DOI: 10.1111/dar.12661
Abstrakt: Introduction and Aims: Nicotine replacement therapy (NRT) is recommended as a smoking cessation aid for hospitalised smokers. We examined factors associated with NRT use during hospitalisation and after discharge, and NRT uptake when systematically offered free of cost.
Design and Methods: A nested analysis was conducted using data from a clinical trial that evaluated the effectiveness of a pharmacist-led smoking cessation intervention in 600 hospitalised smokers.
Results: NRT was used at least once by 285 (48%) participants during hospitalisation and by 287 (48%) participants during the 12 months post-discharge.

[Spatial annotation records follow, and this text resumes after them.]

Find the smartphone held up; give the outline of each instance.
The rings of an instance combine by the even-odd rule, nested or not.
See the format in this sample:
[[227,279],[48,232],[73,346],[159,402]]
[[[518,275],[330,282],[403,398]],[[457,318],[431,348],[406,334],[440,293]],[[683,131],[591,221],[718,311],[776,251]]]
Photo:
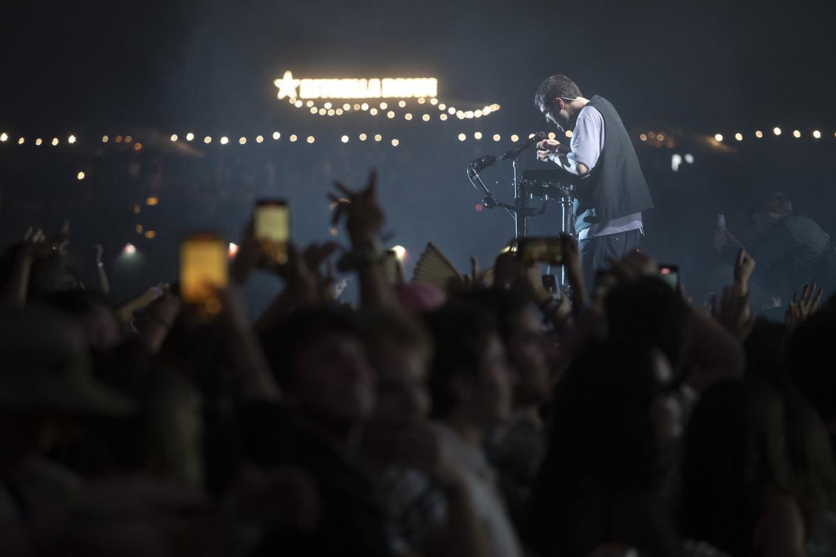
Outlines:
[[180,293],[207,316],[221,311],[217,291],[229,283],[227,246],[220,235],[190,234],[180,245]]
[[563,265],[563,241],[560,236],[528,236],[517,241],[517,254],[525,263]]
[[284,200],[259,200],[256,202],[253,232],[266,263],[288,262],[290,241],[290,207]]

Heavy smokers and those who expressed interest in using NRT for their next quit attempt at baseline interview were more likely to use NRT during hospitalisation [odds ratio (OR) 1.94, 95% confidence interval (CI) 1.38, 2.74; OR 2.09, 95% CI 1.48, 2.95] and after discharge (OR 1.70, 95% CI 1.20, 2.41; OR 1.97, 95% CI 1.39, 2.79). Those using six or more medications were more likely to use NRT during hospitalisation (OR 1.65, 95% CI 1.05, 2.61). Post-discharge NRT users were more likely to have been initially admitted for a respiratory or cardiac problem (OR 1.51, 95% CI 1.05, 2.18). When NRT was offered free of cost to a subset of patients (n = 300), 157 (52%) used NRT during hospitalisation. Nicotine dependence and interest in using NRT predicted its use (OR 2.26, 95% CI 1.38, 3.70; OR 2.58, 95% CI 1.58, 4.20).
Discussion and Conclusions: Targeting heavy smokers, those with cardio-respiratory conditions and those interested in using NRT regardless of regimen complexity could improve NRT uptake.
(© 2018 Australasian Professional Society on Alcohol and other Drugs.)